Whether it’s designing a 15,000 square-foot mansion in Beverly Hills, a brick-and-mortar bank, or scenic backdrops for major theme parks and water parks, there’s one thing Richmond Hoffmayer co-owner and structural engineer Joe Hoffmayer always relies on: AutoCAD and the Architecture toolset.“I have to draw accurately, so I use AutoCAD,” Joe says. “And to be even more accurate I use the Architecture toolset, which helps me save time with the workflow, especially when working with steel.”
Here, Joe shares how he works with the Architecture toolset and what every structural engineer shouldn’t overlook.
How do you use AutoCAD’s Architecture toolset for structural engineering?
I use the Architecture toolset whenever I have a project that has some type of pile foundation, which is often the case for my projects in the Los Angeles area. Many of the lots there are on hills. I get the civil topography plans and draw the pile and retaining walls in 3D. This better helps me visualize what the construction needs to be, and quickly helps identify difficult conditions.
Most often steel beams are used for these types of jobs and the Architecture toolset helps me draw those steel beams in 3D, much more efficiently than “regular” AutoCAD. I can really control where the steel needs to be, and can push and pull the steel objects so they don’t stick out of any walls or roof. I use the Architecture toolset on a really technical level to make sure it fits within the tolerance of the buildings that the clients are giving me.
Courtesy Joe Hoffmayer
Why is it helpful to use the Architecture toolset and 3D, especially when it comes to steel beams?
The benefit is the true size. When you’re designing with something like steel, ultimately, down the road and before they construct it, shop drawings will be produced. These include things like the height of the beam and the location on the plan of the beam and the columns. It’s really tedious to go back and check that out if you haven’t really drawn it right the first time.

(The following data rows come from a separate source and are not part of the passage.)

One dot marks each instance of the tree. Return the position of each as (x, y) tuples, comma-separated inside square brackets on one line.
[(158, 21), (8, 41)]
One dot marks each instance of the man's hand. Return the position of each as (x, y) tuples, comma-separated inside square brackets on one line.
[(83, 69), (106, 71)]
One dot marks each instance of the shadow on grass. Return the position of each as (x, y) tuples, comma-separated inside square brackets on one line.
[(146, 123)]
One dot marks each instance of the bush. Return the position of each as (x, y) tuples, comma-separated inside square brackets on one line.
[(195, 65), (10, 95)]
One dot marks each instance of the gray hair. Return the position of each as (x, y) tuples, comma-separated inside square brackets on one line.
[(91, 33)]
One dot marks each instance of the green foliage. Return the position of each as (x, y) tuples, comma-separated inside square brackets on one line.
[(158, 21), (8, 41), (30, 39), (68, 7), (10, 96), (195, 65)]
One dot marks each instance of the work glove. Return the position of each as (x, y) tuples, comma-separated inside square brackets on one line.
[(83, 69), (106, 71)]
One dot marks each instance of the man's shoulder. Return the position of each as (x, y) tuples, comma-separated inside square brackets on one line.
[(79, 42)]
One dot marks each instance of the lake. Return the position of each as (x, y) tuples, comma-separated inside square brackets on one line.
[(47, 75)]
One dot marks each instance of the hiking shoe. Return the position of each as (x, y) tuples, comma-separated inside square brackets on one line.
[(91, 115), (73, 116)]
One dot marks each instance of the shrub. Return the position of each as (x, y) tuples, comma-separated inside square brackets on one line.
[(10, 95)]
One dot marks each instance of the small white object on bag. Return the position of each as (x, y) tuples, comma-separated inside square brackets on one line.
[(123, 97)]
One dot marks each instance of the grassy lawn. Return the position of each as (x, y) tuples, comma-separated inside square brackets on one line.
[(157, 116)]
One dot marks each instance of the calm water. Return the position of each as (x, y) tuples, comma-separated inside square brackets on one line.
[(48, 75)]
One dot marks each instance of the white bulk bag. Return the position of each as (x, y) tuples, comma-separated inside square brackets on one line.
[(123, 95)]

The Architecture toolset lets me see everything. For example, if I want to put my column three inches away from a point in one direction and the beam at 10 feet high, I can draw it accurately using the structural library built into the Architecture toolset. And I know that it fits in the model, too. The benefit is that I’ve digitally built it, I know it works, and when the shop drawings come back to me I already have the information done and it’s much easier for me to check. I share these files with the project architects so they can more easily verify dimensions and tolerances with their designs.
Courtesy Joe Hoffmayer
What else sets the Architecture toolset apart in AutoCAD?
The fact that I can draw on top of other AutoCAD drawings by using the Architecture toolset is incredibly important. The design tool palette has the steel beams, columns, and braces I need. I also use slabs quite often. Right now I can completely draw something in the Architecture toolset with slabs, walls, and the structural elements on top of typical AutoCAD lines and text. I use custom display configurations to control how the beams are represented in plan view. For example, in plan view, I like to see the centerline of a steel beam as a solid line, with light hidden lines representing the actual beam width. This is a very powerful feature of Architecture. With a little experimenting, I have graphic representations of Architecture toolset objects that convey my graphic style in plan view, but look true to reality in a 3D model.
Anyone in structural engineering—and especially those working with steel—will find that the Architecture toolset is the way to go in order to save time and create the most accurate designs possible.